Once the spare time that I’m supposed to have during retirement materialises I’d like to resurrect my silver jewellery making hobby. Mind you, that doesn’t look that it’s going to happen any time in the near future. I seem to be tied up with dealing with family matters. I can’t believe that I ever found time to work. First I had to move Louis to Cardiff and deal with the aftermath. Now Hot Stuff has Covid as well as a broken ankle. Nurse maid duties are in full swing. Still I can’t moan too much. I think that I gave it to him. I had all the symptoms at the beginning of last week but repeated testing kept showing that I was negative. Those little lateral flow tests may not be super reliable.

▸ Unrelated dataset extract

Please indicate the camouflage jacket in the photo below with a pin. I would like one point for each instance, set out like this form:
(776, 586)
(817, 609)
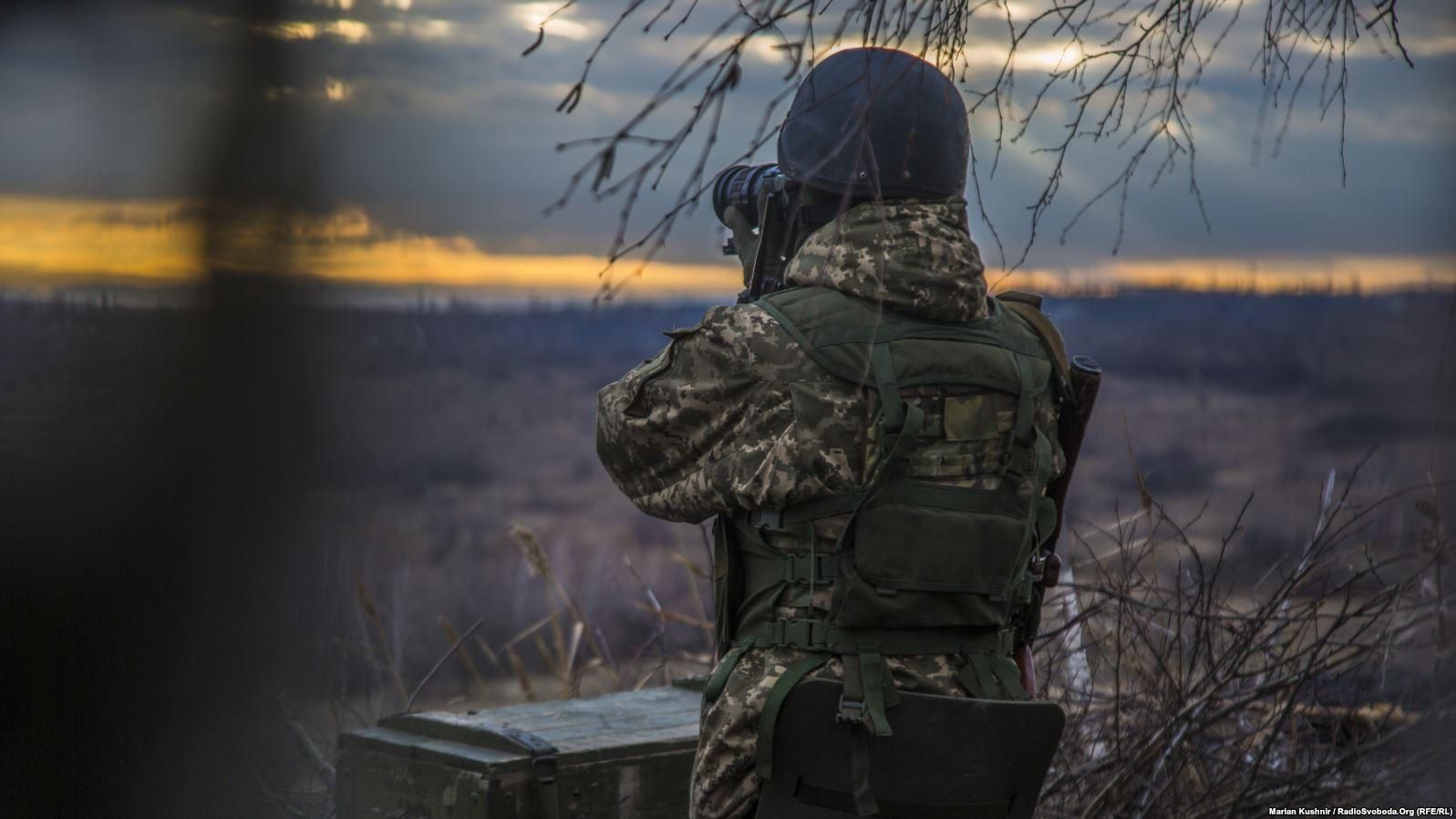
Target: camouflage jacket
(734, 416)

In the meantime, before I resume my jewellery making skills, I’m admiring the work of other craftspeople past and present. And when I say the past I’m going way back. I first clapped eyes on the Cretan Bee Pendant on holiday about thirty years ago .It’s housed in a museum in Heraklion Museum on Crete and is a find excavated from a grave in the nearby town of Malia in the 1930s. Now this beauty is really old. It dates from 1800-1700 BC. Ye gods. That’s about four thousand years ago. What craftmanship. Obviously the ancestor who made this had got beyond grubbing around in a cave.
The pendant depicts two bees facing each other holding, what I believe, is a honeycomb between them. Above their heads there is a lovely wired sphere. The detail is incredible. I’m so in love with this Cretan bee pendant that I’ve owned two copies, made of silver rather than gold. Each time though, I’ve lot a couple of those silvery discs hanging from the underside of the pendant. Perhaps making replacements should be a project?